In February, the architect Fumihiko Maki, winner of the 1993 Pritzker Prize, called for the project to be dropped. Three months later, Toyo Ito — also a Pritzker Prize winner, in 2013 — suggested to rethink everything and start from scratch. The architect submitted an alternative plan based on the existing, 1958 stadium.

The Japan Institute of Architects, which also stands against the new project, asked for the destruction of the current stadium to be postponed to give a chance for a middle ground. The demolition is scheduled to start in September.

A "monstrosity" within a sacred garden

“The area that includes the current National Olympic Stadium is a preserved area, where construction rules state that no building over 20 meters high can be built,” claims "Guardians of the National Stadium", a group gathering other big names in Japanese architecture.

They call the new stadium the "80,000-seat monstrosity." To them, the project is "out of proportion compared to the surrounding residential area." The group's architects also denounce the structure's footprint, as it will leave almost no safety margin or "breathing space" around the stadium.

The issue is all the more sensitive as the stadium site is part of the Meiji shrine gardens, a vast, green area filled with 12,000 trees. This Shinto — Japan's main religion — memorial was dedicated toEmperor Meiji, who reigned from 1868 to 1912. All the trees were planted during its construction.

Visitors access the shrine through a long path bordered with ginkgo trees. The promenade is particularly popular among Tokyoites. But "with the new structure, the view will lose all its charm," claims the architect Fumihiko Maki.

A visual delight, the Shinto memorial and its gardens are also a lung in a city faced with "heat islands" — areas where human activity, air conditioning and transportation lead to a temperature rise. Tokyo authorities take this issue very seriously, as the average August temperature in the city has raised by 4°C (39°C) in a century (from 1913 to 2013), to reach 33°C (91 °F).

Lost hopes for compromise

Faced with the pressure, the authority running the site, the Japan Sport Council, accepted on May 28 to trim the future stadium height by five meters — from 75 to 70.

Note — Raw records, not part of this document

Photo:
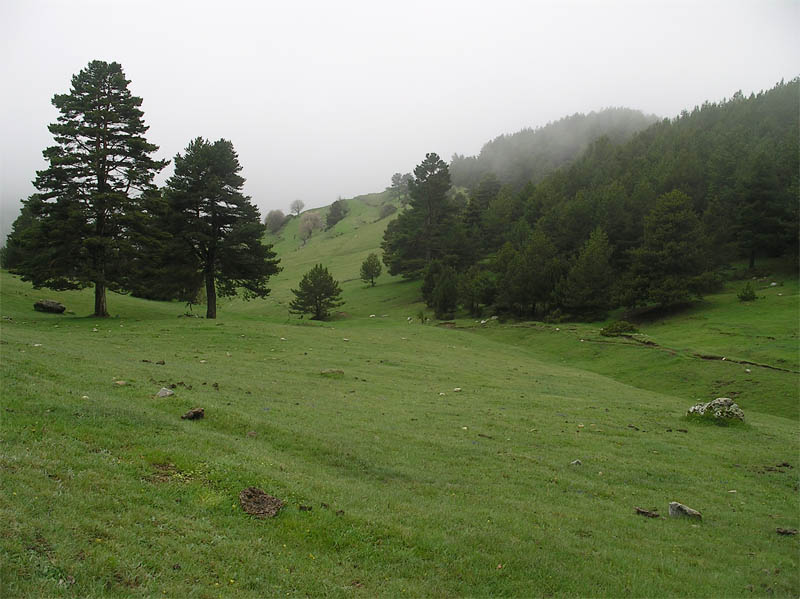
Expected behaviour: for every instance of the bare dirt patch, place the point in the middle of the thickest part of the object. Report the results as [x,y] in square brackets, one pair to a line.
[257,503]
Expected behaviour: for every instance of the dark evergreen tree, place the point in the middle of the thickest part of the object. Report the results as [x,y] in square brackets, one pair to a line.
[444,298]
[218,226]
[13,252]
[665,269]
[529,276]
[765,223]
[586,290]
[432,274]
[400,186]
[317,294]
[88,194]
[275,220]
[371,269]
[336,212]
[476,288]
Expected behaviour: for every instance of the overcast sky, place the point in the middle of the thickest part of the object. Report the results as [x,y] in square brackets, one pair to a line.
[327,99]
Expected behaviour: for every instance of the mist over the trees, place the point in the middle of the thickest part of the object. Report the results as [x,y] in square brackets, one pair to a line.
[324,100]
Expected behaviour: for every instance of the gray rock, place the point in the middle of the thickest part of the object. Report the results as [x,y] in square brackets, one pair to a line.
[678,510]
[332,372]
[194,414]
[722,408]
[49,306]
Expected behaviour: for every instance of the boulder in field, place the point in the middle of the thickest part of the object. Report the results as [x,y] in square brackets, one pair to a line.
[678,510]
[194,414]
[49,306]
[258,503]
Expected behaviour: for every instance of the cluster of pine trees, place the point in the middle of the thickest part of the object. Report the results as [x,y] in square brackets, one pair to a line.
[99,220]
[639,222]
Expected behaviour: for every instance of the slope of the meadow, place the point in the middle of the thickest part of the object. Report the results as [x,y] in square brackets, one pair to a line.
[414,488]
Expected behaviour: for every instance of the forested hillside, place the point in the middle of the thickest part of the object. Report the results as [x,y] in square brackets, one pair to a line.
[643,222]
[532,154]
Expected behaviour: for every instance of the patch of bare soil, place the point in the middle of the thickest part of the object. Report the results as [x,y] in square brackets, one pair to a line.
[257,503]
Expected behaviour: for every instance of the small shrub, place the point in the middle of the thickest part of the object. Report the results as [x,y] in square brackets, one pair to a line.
[621,327]
[387,210]
[747,294]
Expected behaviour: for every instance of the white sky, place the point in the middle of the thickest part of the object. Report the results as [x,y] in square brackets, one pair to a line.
[324,99]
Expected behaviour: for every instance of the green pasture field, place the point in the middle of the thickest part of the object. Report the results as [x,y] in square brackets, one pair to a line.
[415,489]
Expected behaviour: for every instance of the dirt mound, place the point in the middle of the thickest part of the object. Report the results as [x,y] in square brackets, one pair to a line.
[257,503]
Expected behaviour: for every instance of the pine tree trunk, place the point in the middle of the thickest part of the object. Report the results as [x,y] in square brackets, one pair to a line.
[100,308]
[211,296]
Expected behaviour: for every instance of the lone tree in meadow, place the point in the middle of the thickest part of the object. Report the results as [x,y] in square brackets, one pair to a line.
[309,222]
[218,227]
[274,220]
[336,212]
[420,234]
[371,269]
[82,219]
[665,270]
[317,294]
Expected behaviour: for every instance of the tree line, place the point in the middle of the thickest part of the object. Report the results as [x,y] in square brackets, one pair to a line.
[644,221]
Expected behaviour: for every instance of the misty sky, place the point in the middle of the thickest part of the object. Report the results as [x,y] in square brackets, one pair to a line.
[327,99]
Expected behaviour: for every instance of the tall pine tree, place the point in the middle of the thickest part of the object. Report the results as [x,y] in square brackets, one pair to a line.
[88,195]
[420,234]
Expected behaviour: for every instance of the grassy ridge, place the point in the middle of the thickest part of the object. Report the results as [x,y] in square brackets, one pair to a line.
[429,491]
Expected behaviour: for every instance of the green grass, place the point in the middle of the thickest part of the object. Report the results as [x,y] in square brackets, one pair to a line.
[107,492]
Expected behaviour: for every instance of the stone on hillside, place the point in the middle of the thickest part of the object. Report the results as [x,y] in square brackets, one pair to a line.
[257,503]
[49,306]
[332,372]
[721,409]
[194,414]
[678,510]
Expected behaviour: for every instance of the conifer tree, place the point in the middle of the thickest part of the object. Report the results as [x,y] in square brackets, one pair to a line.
[665,269]
[88,200]
[371,269]
[218,226]
[317,294]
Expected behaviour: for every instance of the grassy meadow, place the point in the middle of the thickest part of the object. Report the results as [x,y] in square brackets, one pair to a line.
[415,489]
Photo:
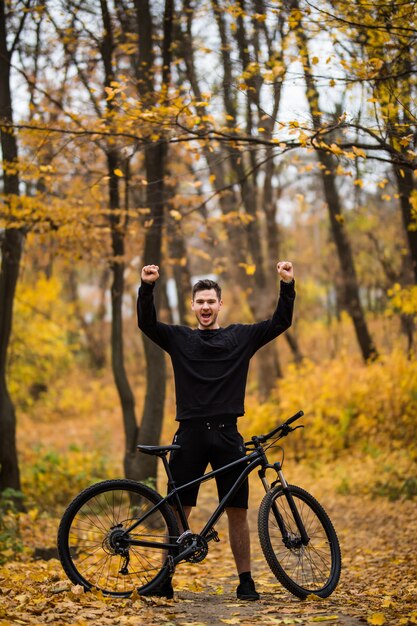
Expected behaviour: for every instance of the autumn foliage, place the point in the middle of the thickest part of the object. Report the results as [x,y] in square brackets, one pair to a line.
[213,138]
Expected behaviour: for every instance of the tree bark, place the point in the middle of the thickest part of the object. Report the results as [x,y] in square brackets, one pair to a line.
[155,158]
[11,251]
[124,390]
[351,297]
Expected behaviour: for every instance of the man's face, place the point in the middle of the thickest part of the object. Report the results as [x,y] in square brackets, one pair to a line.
[206,307]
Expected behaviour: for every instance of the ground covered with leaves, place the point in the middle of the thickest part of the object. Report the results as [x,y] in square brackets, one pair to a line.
[378,583]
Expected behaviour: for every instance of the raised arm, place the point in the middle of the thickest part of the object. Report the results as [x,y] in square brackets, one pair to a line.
[265,331]
[147,318]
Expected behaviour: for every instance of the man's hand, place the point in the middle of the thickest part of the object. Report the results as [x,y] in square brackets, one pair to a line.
[285,271]
[150,274]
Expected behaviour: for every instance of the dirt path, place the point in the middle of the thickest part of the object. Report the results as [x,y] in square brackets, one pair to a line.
[377,586]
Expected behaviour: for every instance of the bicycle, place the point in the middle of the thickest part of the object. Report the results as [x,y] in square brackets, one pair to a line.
[121,536]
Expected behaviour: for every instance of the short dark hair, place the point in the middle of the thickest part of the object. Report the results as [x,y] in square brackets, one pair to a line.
[206,283]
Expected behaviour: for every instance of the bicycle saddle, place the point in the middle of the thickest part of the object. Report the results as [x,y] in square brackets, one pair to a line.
[158,450]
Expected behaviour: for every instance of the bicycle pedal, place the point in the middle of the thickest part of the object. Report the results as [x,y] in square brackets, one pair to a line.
[213,535]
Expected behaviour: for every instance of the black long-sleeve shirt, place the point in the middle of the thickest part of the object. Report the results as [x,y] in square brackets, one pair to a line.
[211,366]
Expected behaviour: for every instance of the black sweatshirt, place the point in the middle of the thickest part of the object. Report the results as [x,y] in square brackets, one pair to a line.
[211,366]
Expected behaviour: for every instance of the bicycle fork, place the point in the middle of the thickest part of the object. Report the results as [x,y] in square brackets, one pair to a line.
[288,541]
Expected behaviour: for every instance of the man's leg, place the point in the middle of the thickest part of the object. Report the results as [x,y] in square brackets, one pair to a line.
[239,538]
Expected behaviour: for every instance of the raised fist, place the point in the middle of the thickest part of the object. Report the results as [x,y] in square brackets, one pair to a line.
[285,271]
[150,273]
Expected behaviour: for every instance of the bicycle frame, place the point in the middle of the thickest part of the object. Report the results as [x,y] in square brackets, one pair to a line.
[254,459]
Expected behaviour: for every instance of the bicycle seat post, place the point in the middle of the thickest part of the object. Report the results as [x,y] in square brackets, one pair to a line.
[176,504]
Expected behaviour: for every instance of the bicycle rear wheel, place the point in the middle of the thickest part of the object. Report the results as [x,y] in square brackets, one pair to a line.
[95,553]
[302,569]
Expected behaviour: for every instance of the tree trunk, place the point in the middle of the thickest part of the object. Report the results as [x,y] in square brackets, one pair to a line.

The concession wasn't enough for the opponents of the project. On July 5, about 500 protesters marched in Tokyo to demand a complete revising of the plan, and require that the population have a say in the decision-making process.

Architects from Zaha Hadid's firm responded three days later, announcing that they had reworked the project and "refined" the design. A spokesman for the company said that the revised size of the stadium "matched with the client's demands."

Speaking in front of foreign correspondents, the Governor of Tokyo, Yoichi Masuzoe, avoided the question. The project will be realized unless the protests gain in strength, he said. And the destruction of the city's current stadium — which also drew criticism at the time of its construction — will start as planned next month.